By John Durand, Peter Moyle, and Amber Manfree
In a previous blog, we presented a Grand Scheme for habitat conservation in the North Delta Arc (the Arc). This follows up on our earlier broad vision for recreating a Delta more friendly to its native species. In this essay, we give philosophical and historical reasons to approach habitat conservation on the regional scale of the Arc, using reconciliation ecology as our guide.
The Sacramento-San Joaquin Delta has been extensively altered over the past 150 years. Major changes include manipulation of river flows, alien species invasions, conversion of wetlands to agriculture and, most recently, climate change. Changes have been incremental and slow enough that successive generations of Delta residents, fishermen, scientists, and managers have not seen the full extent of transformation. Each generation assumes the conditions they encounter are not much different from those of the recent past. This problem of slowly shifting baselines means that our understanding of historical conditions shifts with changing conditions, because the change is difficult to accept and because we cannot directly observe what conditions were like in the more distant past (Pauly 1995; Papworth et al. 2009).
A recent review of anthropological studies, early travelogues, and scientific surveys of the Delta gives a better sense of the transformation.

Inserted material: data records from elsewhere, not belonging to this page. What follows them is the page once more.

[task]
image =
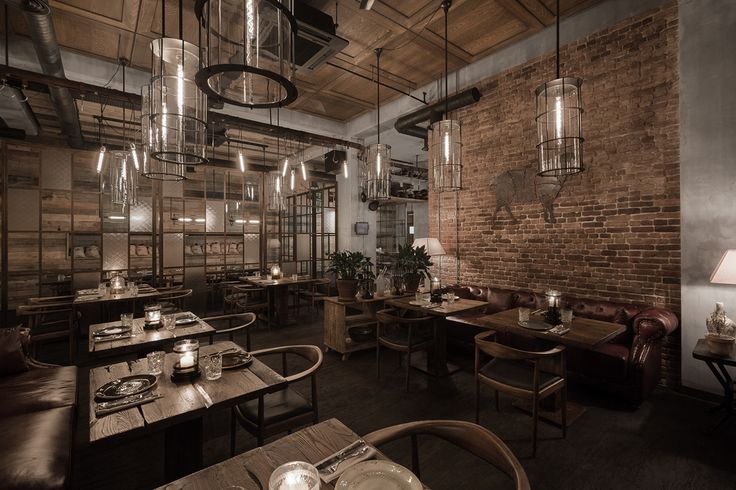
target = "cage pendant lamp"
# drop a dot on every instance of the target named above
(559, 115)
(378, 155)
(178, 109)
(154, 168)
(447, 143)
(248, 51)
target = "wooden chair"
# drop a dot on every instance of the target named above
(286, 409)
(402, 334)
(242, 322)
(524, 374)
(475, 439)
(173, 301)
(50, 320)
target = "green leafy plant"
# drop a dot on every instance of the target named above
(345, 264)
(413, 261)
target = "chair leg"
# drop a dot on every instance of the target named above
(535, 414)
(408, 369)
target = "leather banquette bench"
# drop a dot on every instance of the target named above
(629, 365)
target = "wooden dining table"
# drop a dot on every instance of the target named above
(180, 410)
(277, 292)
(144, 339)
(252, 470)
(436, 363)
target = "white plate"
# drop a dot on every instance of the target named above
(378, 475)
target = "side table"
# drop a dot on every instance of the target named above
(717, 365)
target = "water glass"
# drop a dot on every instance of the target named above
(156, 362)
(293, 476)
(524, 314)
(566, 315)
(169, 321)
(213, 367)
(126, 320)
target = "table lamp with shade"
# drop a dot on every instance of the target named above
(434, 249)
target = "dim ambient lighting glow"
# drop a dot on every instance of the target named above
(101, 158)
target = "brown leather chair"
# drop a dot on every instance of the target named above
(523, 374)
(477, 440)
(286, 409)
(402, 334)
(242, 322)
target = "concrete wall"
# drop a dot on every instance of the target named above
(708, 168)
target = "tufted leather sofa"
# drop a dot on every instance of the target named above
(629, 364)
(37, 427)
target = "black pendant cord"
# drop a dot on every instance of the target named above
(558, 38)
(378, 96)
(446, 6)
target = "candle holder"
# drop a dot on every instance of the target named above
(117, 283)
(276, 272)
(552, 316)
(435, 291)
(152, 317)
(186, 366)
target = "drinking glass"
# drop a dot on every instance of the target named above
(566, 315)
(126, 320)
(156, 362)
(213, 367)
(169, 321)
(293, 476)
(524, 314)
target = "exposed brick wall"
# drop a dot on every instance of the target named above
(617, 234)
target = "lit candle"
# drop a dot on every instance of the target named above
(187, 360)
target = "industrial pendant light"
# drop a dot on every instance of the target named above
(378, 156)
(249, 52)
(447, 143)
(178, 109)
(559, 122)
(123, 165)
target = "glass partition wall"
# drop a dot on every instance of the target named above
(60, 231)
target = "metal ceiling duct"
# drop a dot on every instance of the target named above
(38, 17)
(408, 123)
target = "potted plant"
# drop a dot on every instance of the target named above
(413, 263)
(366, 278)
(345, 266)
(720, 337)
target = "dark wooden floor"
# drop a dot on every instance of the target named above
(662, 444)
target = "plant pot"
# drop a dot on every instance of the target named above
(361, 334)
(411, 282)
(346, 289)
(720, 345)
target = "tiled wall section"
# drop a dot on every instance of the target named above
(617, 232)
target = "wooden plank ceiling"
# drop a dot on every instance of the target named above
(410, 31)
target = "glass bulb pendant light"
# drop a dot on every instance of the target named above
(249, 51)
(377, 155)
(123, 166)
(447, 143)
(153, 168)
(559, 122)
(178, 109)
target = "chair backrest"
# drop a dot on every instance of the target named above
(312, 353)
(472, 437)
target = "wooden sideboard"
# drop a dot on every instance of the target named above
(340, 316)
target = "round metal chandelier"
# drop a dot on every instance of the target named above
(559, 122)
(249, 52)
(447, 143)
(178, 109)
(153, 168)
(377, 155)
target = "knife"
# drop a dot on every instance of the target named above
(205, 396)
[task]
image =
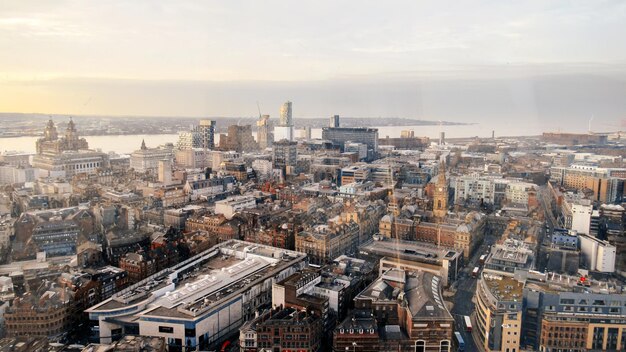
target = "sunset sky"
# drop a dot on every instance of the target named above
(358, 58)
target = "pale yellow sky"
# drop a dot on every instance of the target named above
(150, 56)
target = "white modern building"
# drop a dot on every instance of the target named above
(147, 159)
(228, 207)
(597, 255)
(199, 303)
(581, 217)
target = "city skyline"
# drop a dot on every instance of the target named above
(470, 62)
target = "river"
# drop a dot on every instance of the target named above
(125, 144)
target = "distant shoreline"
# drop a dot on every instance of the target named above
(300, 123)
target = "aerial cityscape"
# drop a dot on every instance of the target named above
(323, 213)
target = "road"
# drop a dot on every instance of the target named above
(466, 287)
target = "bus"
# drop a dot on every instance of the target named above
(482, 259)
(475, 272)
(468, 323)
(459, 341)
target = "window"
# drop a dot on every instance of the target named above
(166, 329)
(420, 346)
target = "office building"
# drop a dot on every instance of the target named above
(195, 158)
(165, 171)
(334, 121)
(189, 140)
(68, 155)
(323, 243)
(440, 197)
(571, 139)
(284, 130)
(42, 312)
(581, 217)
(284, 156)
(410, 256)
(280, 329)
(359, 148)
(147, 159)
(404, 311)
(607, 184)
(304, 291)
(573, 313)
(199, 303)
(285, 114)
(264, 135)
(228, 207)
(340, 135)
(498, 312)
(407, 134)
(207, 131)
(597, 255)
(239, 139)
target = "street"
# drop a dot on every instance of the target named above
(466, 287)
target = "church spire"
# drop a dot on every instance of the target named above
(440, 199)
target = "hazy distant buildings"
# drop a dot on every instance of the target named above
(207, 130)
(68, 155)
(239, 139)
(607, 184)
(147, 159)
(201, 302)
(201, 136)
(165, 171)
(284, 156)
(334, 121)
(284, 130)
(597, 255)
(264, 135)
(574, 138)
(340, 136)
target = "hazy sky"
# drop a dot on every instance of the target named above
(356, 58)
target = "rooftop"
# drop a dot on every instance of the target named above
(504, 288)
(419, 291)
(409, 250)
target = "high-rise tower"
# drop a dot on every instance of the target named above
(440, 199)
(334, 121)
(284, 130)
(207, 131)
(264, 136)
(285, 114)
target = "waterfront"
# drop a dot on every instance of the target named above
(125, 144)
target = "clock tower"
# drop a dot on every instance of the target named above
(440, 199)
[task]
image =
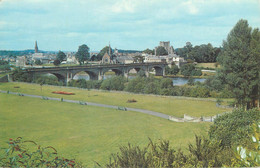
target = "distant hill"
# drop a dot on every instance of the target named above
(128, 51)
(21, 52)
(11, 53)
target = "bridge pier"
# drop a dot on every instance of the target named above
(69, 76)
(96, 72)
(126, 74)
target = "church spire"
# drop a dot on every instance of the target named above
(36, 47)
(109, 49)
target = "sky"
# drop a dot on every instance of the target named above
(126, 24)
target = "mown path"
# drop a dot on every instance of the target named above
(157, 114)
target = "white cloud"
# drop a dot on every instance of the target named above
(124, 6)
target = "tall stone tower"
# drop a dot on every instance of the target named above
(36, 47)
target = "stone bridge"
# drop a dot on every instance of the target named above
(97, 72)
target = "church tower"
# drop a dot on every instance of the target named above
(36, 47)
(109, 50)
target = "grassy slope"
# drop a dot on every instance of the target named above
(207, 65)
(84, 132)
(167, 105)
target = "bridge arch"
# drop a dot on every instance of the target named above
(117, 71)
(92, 75)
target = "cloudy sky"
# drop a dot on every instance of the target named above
(127, 24)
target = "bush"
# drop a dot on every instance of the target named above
(56, 62)
(204, 153)
(21, 153)
(232, 128)
(114, 83)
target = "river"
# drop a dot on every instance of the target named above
(176, 81)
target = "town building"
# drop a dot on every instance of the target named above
(166, 45)
(20, 61)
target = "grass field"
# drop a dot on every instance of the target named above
(167, 105)
(86, 133)
(208, 65)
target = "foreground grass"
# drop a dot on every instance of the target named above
(208, 65)
(167, 105)
(84, 132)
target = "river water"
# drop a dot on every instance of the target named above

The Delta originally was a place where the sky darkened with migratory waterfowl in fall, where salmon runs crowded tributary rivers, tule elk browsed on oak-topped natural levees, and delta smelt were a common prey for fishes and birds. Flows in the Sacramento and San Joaquin Rivers were highly variable, but predictable in pattern, with winter floods and summer droughts. Such aspects of the historic landscape were gradually lost with marsh reclamation, damming, levee construction, water diversions and pollution from mining, agriculture, waste water and urban runoff. It is impossible to restore natural conditions—little quality habitat remains, connectivity among habitats has been lost, and many historically abundant species are extinct or their populations are greatly reduced in number. Native species have been largely replaced by alien plant and animal species such as largemouth bass, Mississippi silversides and Brazilian waterweed. These new arrivals are abundant because they are adapted to conditions created by the expanding human-altered landscape.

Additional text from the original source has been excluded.